School was let out early, after-school activities were canceled, and the House canceled votes today because of the threat of severe weather, including tornadoes. That weather never materialized, which is great for everyone’s safety, but D.C.’s capacity for freakouts never ceases to amaze.
President Donald Trump announced today that his chief of staff, Susie Wiles, has been diagnosed with breast cancer, which she says doctors detected early. Healing
thoughts and prayers for Susie. In other medical news, Trump blurted out in an unrelated press conference that Rep. Neal Dunn, Republican of Florida, has been diagnosed with a terminal heart condition. There had been chatter about a midterm retirement and rumors that his health was declining, and Speaker Mike Johnson is down to a one-seat majority he can’t afford to lose. Trump offered to get Dunn all the medical help he needs so he can remain
in Congress for the rest of his term.
Also: Thoughts and prayers to J.D. Vance, who has been tasked with leading an anti-fraud task force. It sounds a lot like the impossible job that Joe Biden foisted on Kamala Harris when he asked her to solve the root causes of the migrant crisis.

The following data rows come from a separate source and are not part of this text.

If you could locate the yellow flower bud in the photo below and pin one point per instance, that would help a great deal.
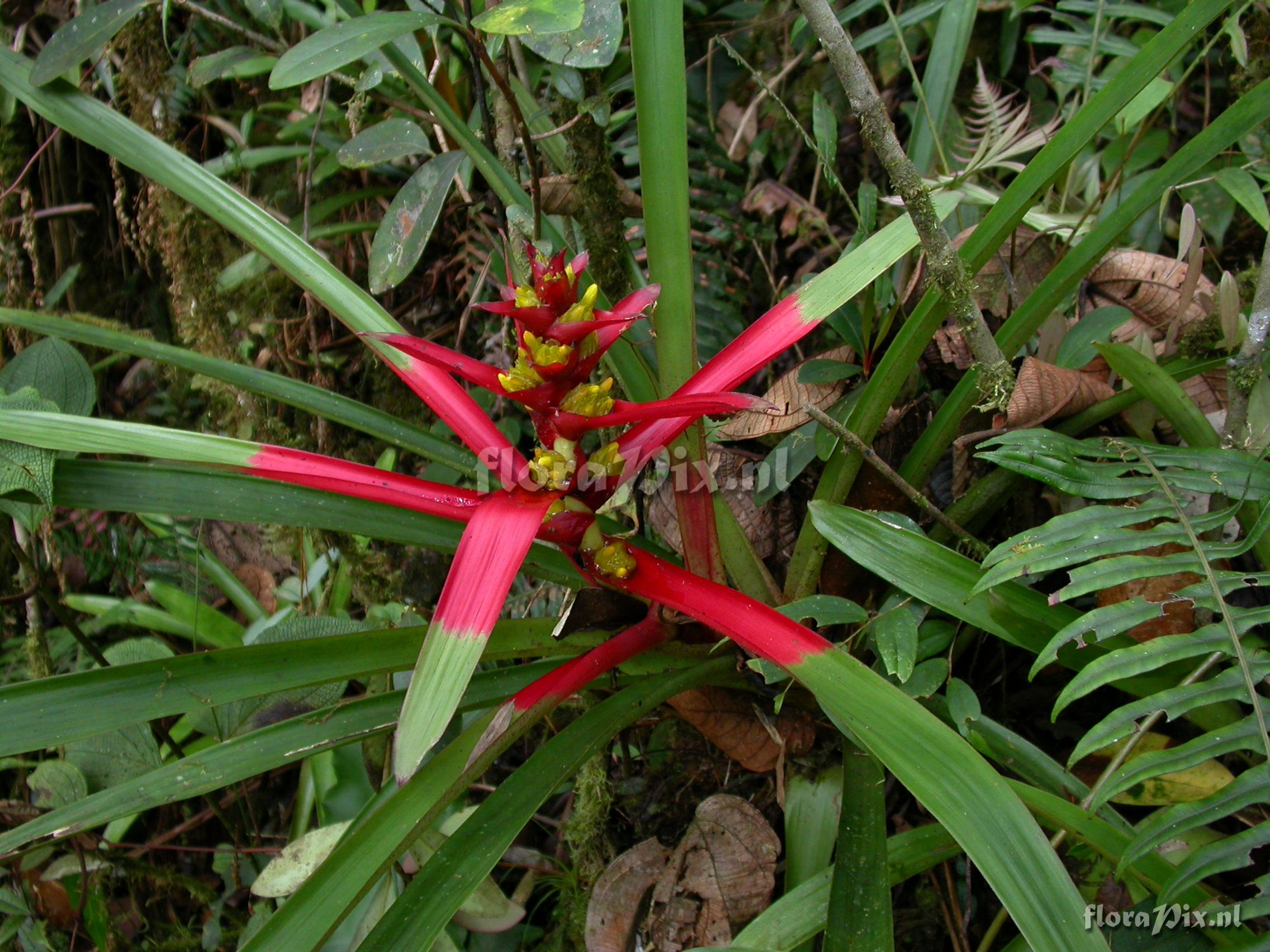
(615, 561)
(552, 470)
(606, 461)
(590, 399)
(522, 376)
(585, 309)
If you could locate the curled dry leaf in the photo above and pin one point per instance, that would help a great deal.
(1044, 391)
(719, 878)
(1152, 287)
(770, 527)
(789, 398)
(728, 720)
(620, 898)
(953, 349)
(259, 582)
(771, 196)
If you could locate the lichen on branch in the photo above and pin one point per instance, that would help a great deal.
(946, 268)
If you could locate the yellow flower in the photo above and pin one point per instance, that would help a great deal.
(590, 399)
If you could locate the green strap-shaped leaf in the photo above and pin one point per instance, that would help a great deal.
(520, 18)
(341, 45)
(473, 851)
(408, 224)
(800, 913)
(222, 764)
(187, 493)
(80, 39)
(384, 142)
(49, 712)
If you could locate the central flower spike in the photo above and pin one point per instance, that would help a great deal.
(590, 399)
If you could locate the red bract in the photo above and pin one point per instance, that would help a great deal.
(561, 338)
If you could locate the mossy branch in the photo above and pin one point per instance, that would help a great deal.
(1244, 370)
(996, 379)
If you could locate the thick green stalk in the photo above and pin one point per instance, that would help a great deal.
(945, 265)
(860, 917)
(662, 117)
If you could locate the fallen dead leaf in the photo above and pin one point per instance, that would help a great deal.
(1178, 616)
(620, 899)
(719, 878)
(1044, 391)
(561, 196)
(1151, 287)
(259, 582)
(728, 720)
(789, 398)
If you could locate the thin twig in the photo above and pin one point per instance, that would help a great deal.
(1244, 371)
(898, 482)
(948, 269)
(30, 163)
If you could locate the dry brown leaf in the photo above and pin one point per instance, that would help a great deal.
(728, 720)
(767, 527)
(1015, 271)
(1044, 391)
(953, 348)
(1151, 287)
(1178, 616)
(561, 197)
(789, 398)
(259, 582)
(620, 894)
(719, 878)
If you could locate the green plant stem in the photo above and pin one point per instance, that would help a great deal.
(1244, 371)
(911, 494)
(662, 117)
(860, 914)
(906, 349)
(948, 271)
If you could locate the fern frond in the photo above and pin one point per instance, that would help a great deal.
(1105, 546)
(998, 128)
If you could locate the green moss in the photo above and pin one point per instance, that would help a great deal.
(996, 385)
(1202, 339)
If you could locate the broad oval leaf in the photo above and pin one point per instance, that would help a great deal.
(292, 866)
(337, 46)
(80, 39)
(592, 45)
(409, 221)
(519, 18)
(384, 142)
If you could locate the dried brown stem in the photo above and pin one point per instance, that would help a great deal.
(898, 482)
(996, 379)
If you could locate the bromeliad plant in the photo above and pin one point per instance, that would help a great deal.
(563, 339)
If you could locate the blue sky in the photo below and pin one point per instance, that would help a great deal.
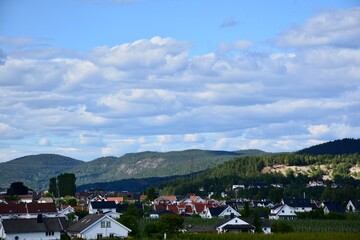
(91, 78)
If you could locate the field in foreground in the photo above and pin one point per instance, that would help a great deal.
(283, 236)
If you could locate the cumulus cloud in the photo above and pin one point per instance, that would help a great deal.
(44, 142)
(151, 94)
(229, 22)
(339, 28)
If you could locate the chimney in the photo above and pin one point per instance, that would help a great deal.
(39, 218)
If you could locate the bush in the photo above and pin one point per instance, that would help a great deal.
(281, 227)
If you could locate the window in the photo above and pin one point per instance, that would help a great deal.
(105, 224)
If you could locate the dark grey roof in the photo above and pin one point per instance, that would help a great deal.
(356, 204)
(27, 225)
(298, 202)
(334, 207)
(103, 204)
(161, 212)
(85, 222)
(216, 211)
(242, 227)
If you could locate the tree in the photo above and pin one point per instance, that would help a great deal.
(53, 189)
(170, 223)
(18, 188)
(257, 223)
(246, 211)
(151, 194)
(66, 184)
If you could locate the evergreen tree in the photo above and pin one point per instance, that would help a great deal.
(53, 188)
(66, 184)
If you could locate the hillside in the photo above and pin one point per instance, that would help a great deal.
(33, 170)
(36, 170)
(337, 147)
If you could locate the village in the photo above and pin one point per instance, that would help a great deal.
(99, 214)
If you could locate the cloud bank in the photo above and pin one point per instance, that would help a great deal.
(151, 94)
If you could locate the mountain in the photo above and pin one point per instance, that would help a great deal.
(36, 170)
(337, 147)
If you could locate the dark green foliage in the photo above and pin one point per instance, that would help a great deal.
(18, 188)
(257, 223)
(66, 184)
(81, 214)
(284, 236)
(151, 194)
(131, 219)
(337, 147)
(281, 227)
(246, 211)
(170, 223)
(36, 170)
(53, 189)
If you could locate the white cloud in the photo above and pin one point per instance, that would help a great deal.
(333, 28)
(152, 95)
(44, 142)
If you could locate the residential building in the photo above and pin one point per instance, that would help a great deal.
(97, 226)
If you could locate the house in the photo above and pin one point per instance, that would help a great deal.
(97, 226)
(27, 210)
(299, 204)
(266, 226)
(283, 212)
(117, 200)
(262, 203)
(353, 206)
(33, 228)
(101, 207)
(332, 207)
(221, 212)
(157, 214)
(45, 200)
(315, 184)
(235, 225)
(165, 200)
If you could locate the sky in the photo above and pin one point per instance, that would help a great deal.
(93, 78)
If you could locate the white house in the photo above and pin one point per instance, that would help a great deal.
(221, 212)
(97, 226)
(282, 212)
(353, 206)
(102, 207)
(32, 228)
(235, 225)
(299, 204)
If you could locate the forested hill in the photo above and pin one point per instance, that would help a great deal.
(337, 147)
(36, 170)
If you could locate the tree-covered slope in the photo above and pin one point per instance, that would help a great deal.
(36, 170)
(337, 147)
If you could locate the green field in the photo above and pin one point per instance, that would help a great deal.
(309, 225)
(284, 236)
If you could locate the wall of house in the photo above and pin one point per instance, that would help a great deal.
(115, 228)
(32, 236)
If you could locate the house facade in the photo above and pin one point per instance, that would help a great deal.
(221, 212)
(32, 228)
(235, 225)
(283, 212)
(97, 226)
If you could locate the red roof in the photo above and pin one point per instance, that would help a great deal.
(41, 208)
(173, 209)
(188, 209)
(13, 208)
(159, 207)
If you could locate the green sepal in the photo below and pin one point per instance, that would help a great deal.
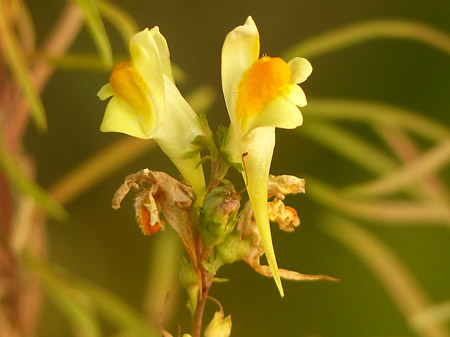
(219, 214)
(188, 280)
(222, 134)
(210, 268)
(232, 249)
(220, 280)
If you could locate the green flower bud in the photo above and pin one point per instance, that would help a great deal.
(219, 326)
(189, 281)
(219, 214)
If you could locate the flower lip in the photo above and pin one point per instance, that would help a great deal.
(263, 82)
(128, 84)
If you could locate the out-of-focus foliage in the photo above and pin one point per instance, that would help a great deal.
(376, 212)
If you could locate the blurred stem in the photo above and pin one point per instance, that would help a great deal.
(431, 186)
(85, 62)
(366, 31)
(98, 167)
(425, 165)
(438, 313)
(388, 268)
(385, 212)
(162, 278)
(376, 114)
(354, 148)
(59, 40)
(123, 22)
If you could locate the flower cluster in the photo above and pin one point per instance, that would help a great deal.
(261, 94)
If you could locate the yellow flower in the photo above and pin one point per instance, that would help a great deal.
(260, 94)
(146, 104)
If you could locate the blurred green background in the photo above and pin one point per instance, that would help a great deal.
(106, 247)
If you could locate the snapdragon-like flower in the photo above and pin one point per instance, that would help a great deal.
(146, 104)
(261, 94)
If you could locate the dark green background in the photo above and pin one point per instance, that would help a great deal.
(106, 246)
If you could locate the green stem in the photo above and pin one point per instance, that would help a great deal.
(376, 114)
(386, 211)
(401, 285)
(425, 165)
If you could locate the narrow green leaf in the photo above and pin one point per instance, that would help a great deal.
(360, 32)
(377, 114)
(387, 212)
(116, 311)
(16, 176)
(123, 22)
(95, 24)
(79, 61)
(350, 146)
(19, 67)
(73, 303)
(391, 272)
(425, 165)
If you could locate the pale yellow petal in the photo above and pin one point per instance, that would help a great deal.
(163, 50)
(240, 51)
(175, 135)
(300, 69)
(259, 145)
(145, 58)
(295, 94)
(106, 92)
(121, 117)
(280, 113)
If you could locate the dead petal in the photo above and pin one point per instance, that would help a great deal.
(293, 275)
(286, 217)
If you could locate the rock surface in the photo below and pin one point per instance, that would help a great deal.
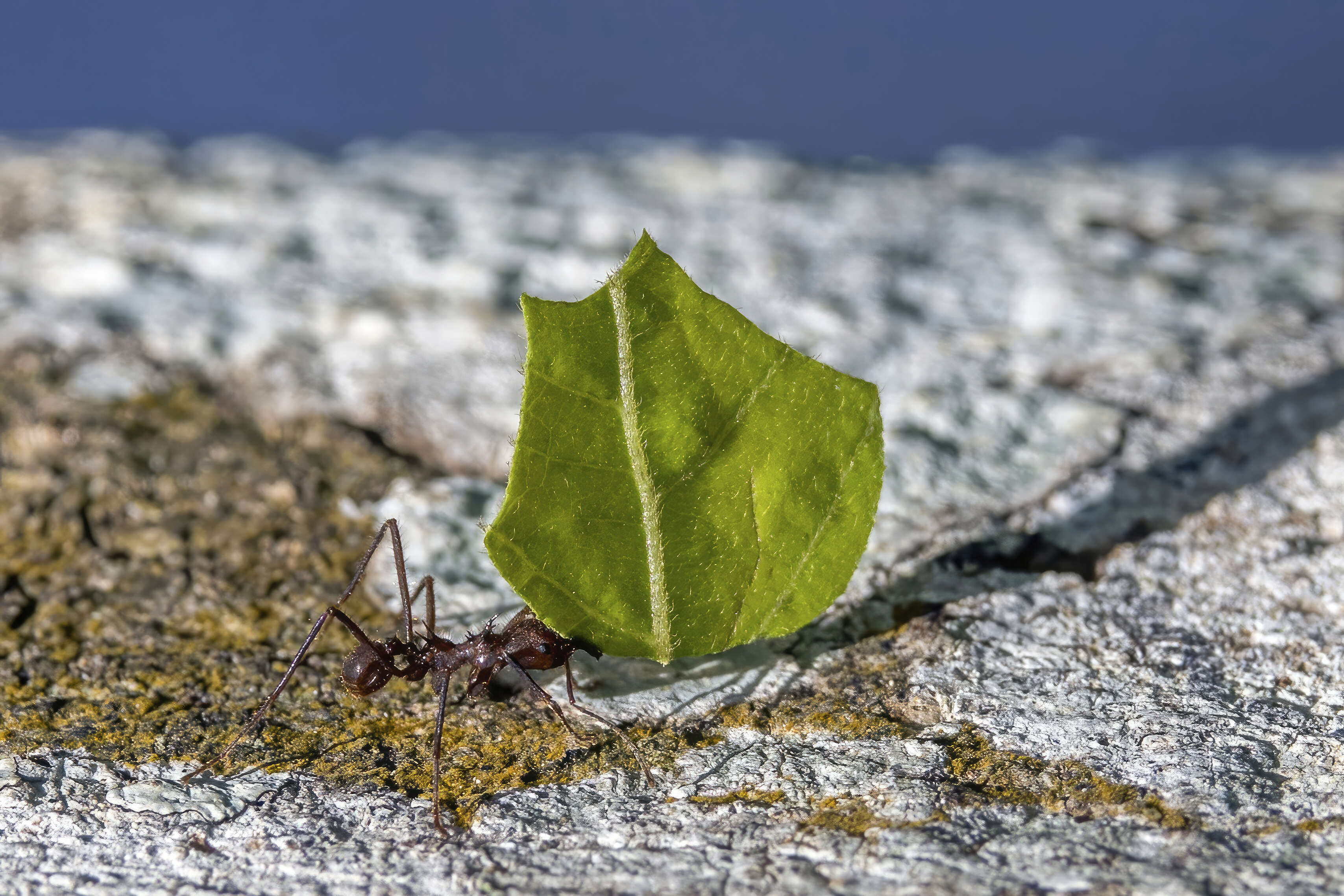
(1093, 647)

In today’s issue, I have a quick look at how both parties are trying to find a rhetorical edge in the D.H.S. shutdown, which has entered its fourth
week. Plus, Abby takes a look at the bitter Illinois Senate primary tomorrow and explains why Sen. John Cornyn is the purest symbol of the Republican Party of yesteryear.
Mentioned in this issue: John Cornyn, Hakeem Jeffries, Greg Casar, Dick Durbin, Jan Schakowsky, Laura Fine, Daniel Biss, Kat Abughazaleh,
Mike Simmons, Bushra Amiwala, Ken Paxton, James Talarico, Tony Gonzales, and more…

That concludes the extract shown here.